Dyson may be best known for its vacuum cleaners but it hasn’t stop the British tech company from dabbling in other areas – and successfully at that. First came its Airblade hand dryer, then the bladeless fan and now a bathroom faucet that also dries hands.
Dyson’s Airblade Tap hand dryer looks like a regular faucet but it combines hand washing and drying in a futuristic tap. Underneath the stainless steel façade is a V4 engine, which was seven years in the making. The 1,400-watt motor is considered one of the world’s smallest and the only hand dryer motor powerful enough to draw in 28 litres of air a second.

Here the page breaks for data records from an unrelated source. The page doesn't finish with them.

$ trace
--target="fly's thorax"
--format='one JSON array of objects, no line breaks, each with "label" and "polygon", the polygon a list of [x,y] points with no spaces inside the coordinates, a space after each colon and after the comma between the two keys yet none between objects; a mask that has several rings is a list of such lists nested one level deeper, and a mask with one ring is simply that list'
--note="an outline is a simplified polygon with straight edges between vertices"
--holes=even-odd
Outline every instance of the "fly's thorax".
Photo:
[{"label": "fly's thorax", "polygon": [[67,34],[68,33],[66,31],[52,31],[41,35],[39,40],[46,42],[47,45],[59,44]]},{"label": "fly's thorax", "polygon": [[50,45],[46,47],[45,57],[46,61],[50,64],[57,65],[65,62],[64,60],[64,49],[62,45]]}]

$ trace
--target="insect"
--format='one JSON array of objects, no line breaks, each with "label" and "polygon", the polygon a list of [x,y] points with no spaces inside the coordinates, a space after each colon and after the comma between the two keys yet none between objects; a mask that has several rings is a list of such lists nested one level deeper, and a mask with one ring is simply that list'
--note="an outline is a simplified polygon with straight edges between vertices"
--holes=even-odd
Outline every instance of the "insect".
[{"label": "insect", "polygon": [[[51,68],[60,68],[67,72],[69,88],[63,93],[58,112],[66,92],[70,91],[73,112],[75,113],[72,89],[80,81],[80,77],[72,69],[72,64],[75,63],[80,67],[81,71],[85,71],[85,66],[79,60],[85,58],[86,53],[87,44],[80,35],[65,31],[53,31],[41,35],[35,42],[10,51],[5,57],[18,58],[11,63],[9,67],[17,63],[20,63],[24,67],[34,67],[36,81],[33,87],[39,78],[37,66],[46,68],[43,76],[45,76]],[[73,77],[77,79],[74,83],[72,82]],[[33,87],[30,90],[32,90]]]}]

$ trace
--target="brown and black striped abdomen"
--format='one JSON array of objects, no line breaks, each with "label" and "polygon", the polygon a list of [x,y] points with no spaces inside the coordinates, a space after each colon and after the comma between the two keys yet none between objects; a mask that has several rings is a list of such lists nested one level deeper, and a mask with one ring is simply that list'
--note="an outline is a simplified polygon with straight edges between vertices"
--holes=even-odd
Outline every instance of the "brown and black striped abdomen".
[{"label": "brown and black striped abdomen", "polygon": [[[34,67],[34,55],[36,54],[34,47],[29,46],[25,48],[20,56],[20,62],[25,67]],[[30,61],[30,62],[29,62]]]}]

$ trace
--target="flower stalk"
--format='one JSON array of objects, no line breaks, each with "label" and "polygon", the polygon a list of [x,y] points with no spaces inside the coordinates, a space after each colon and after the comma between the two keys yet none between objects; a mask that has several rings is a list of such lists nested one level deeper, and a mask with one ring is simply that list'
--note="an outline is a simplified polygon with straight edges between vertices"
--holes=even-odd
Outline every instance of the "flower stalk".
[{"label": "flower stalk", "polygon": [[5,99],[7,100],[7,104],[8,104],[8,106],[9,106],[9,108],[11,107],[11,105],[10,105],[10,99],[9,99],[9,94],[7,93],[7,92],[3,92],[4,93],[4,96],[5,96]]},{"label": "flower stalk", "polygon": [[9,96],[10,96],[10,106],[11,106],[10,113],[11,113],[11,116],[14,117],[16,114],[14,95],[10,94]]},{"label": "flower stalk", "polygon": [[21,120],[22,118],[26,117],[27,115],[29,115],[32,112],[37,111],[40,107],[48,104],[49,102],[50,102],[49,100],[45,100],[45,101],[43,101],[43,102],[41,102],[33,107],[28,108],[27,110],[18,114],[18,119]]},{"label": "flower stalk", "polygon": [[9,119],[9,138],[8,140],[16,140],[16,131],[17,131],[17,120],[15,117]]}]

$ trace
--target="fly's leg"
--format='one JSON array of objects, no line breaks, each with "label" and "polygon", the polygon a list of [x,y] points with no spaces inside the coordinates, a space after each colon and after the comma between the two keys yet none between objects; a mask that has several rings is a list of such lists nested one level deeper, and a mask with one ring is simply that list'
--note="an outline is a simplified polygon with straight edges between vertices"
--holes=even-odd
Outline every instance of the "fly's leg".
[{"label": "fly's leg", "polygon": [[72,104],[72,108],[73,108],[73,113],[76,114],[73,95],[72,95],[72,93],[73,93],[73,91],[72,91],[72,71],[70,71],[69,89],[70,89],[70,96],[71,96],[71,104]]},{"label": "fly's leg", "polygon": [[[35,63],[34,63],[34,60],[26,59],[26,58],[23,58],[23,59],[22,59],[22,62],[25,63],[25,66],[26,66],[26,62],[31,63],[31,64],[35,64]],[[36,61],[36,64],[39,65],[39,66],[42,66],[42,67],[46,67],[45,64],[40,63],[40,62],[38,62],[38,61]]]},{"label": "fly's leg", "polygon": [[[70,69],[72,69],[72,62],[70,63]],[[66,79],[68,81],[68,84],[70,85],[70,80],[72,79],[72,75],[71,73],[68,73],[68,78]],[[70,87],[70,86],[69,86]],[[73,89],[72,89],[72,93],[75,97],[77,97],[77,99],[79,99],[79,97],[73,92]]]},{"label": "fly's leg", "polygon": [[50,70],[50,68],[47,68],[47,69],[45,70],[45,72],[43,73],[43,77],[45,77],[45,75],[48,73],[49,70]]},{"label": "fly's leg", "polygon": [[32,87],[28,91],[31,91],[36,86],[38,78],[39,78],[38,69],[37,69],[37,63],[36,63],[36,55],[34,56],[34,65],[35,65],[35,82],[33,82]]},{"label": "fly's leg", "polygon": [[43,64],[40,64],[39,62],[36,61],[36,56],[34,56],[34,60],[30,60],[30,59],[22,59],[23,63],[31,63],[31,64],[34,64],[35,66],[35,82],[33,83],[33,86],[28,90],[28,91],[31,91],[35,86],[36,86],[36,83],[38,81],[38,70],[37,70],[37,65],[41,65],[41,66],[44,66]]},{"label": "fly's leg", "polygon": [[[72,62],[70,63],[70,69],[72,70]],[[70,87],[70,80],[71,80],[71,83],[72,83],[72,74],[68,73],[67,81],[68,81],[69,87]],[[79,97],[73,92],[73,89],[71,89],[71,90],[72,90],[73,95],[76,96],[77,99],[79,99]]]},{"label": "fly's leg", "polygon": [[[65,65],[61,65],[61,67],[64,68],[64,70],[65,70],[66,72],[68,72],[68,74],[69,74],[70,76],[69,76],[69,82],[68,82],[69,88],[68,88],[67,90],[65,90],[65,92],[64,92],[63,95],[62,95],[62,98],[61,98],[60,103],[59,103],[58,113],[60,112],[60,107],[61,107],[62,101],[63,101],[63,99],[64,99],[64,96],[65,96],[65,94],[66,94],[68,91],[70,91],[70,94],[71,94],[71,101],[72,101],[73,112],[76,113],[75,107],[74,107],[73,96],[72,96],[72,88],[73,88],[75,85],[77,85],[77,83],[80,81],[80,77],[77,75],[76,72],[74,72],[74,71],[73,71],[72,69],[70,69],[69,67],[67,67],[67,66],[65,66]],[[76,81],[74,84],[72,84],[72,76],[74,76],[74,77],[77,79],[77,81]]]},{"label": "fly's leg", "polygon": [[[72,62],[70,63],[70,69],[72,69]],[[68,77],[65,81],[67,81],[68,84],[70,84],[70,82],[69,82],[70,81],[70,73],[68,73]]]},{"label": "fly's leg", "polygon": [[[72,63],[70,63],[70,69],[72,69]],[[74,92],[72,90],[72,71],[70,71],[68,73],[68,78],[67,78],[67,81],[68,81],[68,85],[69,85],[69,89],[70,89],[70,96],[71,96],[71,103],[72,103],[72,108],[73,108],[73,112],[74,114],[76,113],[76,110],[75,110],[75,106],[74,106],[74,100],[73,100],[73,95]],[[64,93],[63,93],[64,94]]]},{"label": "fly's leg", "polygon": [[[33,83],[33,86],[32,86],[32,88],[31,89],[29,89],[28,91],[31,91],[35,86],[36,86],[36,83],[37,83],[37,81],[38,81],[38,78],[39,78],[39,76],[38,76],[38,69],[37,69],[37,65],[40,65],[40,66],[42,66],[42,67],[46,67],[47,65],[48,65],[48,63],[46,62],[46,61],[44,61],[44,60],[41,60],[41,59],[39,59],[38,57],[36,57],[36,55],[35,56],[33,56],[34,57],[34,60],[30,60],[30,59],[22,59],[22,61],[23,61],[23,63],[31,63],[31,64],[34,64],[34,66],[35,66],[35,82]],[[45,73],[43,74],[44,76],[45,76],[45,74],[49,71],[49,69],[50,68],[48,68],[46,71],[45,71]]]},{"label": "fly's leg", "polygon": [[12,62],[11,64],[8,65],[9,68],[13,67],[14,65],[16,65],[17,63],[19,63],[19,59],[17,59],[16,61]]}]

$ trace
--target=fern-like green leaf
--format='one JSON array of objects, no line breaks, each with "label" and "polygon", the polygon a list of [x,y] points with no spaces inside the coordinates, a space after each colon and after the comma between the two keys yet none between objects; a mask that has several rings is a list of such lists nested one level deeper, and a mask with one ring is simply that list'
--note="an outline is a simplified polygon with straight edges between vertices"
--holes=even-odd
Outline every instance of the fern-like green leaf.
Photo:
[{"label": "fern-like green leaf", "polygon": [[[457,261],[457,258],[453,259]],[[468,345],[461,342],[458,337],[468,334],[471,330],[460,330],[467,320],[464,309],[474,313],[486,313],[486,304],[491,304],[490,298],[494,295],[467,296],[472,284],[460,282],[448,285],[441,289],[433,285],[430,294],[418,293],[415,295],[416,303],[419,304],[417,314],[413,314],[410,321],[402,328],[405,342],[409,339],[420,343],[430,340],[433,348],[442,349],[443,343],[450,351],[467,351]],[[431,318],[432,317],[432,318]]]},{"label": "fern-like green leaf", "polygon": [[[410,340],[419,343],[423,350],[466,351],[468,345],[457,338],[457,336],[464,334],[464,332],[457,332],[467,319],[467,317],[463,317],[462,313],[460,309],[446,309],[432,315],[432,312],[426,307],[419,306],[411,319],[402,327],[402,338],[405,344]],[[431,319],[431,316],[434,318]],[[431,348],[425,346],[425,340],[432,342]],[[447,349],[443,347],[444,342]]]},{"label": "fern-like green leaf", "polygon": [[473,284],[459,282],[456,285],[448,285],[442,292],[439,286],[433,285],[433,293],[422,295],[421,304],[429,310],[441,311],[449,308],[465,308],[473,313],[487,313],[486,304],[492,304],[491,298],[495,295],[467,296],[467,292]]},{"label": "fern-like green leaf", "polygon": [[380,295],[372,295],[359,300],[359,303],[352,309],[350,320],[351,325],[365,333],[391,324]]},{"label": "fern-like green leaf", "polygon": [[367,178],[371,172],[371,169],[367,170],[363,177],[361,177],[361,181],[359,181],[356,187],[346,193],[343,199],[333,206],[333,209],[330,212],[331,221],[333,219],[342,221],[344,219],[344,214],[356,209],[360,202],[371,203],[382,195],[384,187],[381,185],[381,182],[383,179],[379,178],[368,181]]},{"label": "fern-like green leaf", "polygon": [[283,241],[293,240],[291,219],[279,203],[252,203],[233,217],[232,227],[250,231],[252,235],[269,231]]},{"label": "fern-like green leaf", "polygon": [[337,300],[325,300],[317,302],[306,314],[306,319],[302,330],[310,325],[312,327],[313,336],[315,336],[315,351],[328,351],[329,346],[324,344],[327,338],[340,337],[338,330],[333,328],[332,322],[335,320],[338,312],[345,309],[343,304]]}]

Operating the faucet is simple enough. The user places their hands under the faucet’s nozzle, which breaks an infrared beam that triggers a stream of lukewarm water. Once hand-washing is complete, the user moves their hands underneath the faucet’s two “handle bars,” where breaking a second infrared beam sets off a blast of air that dries hands at the sink in 14 seconds.
Besides its quick drying time – most dryers can take up to 43 seconds to dry hands – Dyson’s Airblade Tap boasts a number of other desirable features:
- Users don’t have to traipse to a separate hand dryer after washing hands. This prevents water from being splashed on the floor, which can create problems in the restroom.
- It is equipped with a HEPA filter, which removes 99.9 per cent of all bacteria from restroom air – the same air that’s used to dry hands.
- It costs up to 69 per cent less to run per year than other hand dryers, and up to 97 per cent less than to restock and dispose of paper towels, lowering operating costs for facility managers.
- It produces at least 73 per cent less carbon dioxide than some other hand dryers and up to 69 per cent less than recycled paper towels.